2. The method of claim 1, wherein: the catalyst in the step (1) is CuI or CuBr2、Cu(NO3)2、Cu(acac)2、Cu(OAc)2、Cu(TFA)2One or more of them.
3. The method of claim 1, wherein: and (2) in the step (1), the alkali is one or more of triethylamine, potassium carbonate, sodium carbonate, pyridine and DBU.
4. The method of claim 1, wherein: the organic solvent in the step (1) is one or more of dimethyl sulfoxide, N-dimethylformamide, tetrahydrofuran, isopropanol and dichloromethane.
5. The method of claim 1, wherein: the dosage of the copper salt used as the catalyst in the step (1) is 0.001-1.5 equivalent of (4-isobutyrylphenyl) boric acid or boron derivatives.
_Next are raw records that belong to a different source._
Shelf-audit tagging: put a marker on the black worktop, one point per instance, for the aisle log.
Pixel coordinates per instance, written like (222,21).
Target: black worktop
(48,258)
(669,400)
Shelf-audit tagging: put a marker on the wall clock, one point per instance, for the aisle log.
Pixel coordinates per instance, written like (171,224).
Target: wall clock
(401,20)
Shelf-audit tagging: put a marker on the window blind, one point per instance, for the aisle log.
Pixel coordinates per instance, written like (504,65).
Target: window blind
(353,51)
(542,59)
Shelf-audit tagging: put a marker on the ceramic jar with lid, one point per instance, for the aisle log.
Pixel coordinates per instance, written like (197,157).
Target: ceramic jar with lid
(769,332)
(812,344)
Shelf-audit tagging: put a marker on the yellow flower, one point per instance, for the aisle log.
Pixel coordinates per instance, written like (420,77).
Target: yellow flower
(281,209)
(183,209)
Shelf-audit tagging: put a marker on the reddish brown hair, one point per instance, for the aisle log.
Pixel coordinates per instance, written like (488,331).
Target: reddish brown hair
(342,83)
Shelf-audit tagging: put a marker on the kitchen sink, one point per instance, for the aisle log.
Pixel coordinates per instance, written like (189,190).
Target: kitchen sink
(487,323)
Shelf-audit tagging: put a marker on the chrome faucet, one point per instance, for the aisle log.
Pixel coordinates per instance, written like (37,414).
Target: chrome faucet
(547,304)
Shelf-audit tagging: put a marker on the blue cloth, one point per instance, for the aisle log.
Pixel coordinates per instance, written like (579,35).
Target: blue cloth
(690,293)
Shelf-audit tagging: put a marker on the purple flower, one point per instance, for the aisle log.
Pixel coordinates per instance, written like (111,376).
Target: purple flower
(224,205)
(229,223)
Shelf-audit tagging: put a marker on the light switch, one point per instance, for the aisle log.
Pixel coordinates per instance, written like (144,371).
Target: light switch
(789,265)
6. The method of claim 1, wherein: the amount of the alkali used in the step (1) is 1.5-5.0 equivalents of (4-isobutyrylphenyl) boric acid or boron derivatives.
7. The method of claim 1, wherein: the volume consumption of the organic solvent in the step (1) is 5-20 times of the mass of the (4-isobutyrylphenyl) boric acid or boron derivative.
8. The method of claim 1, wherein: the reaction temperature in the step (1) is 40-190 ℃, and the reaction time is 5-20 h.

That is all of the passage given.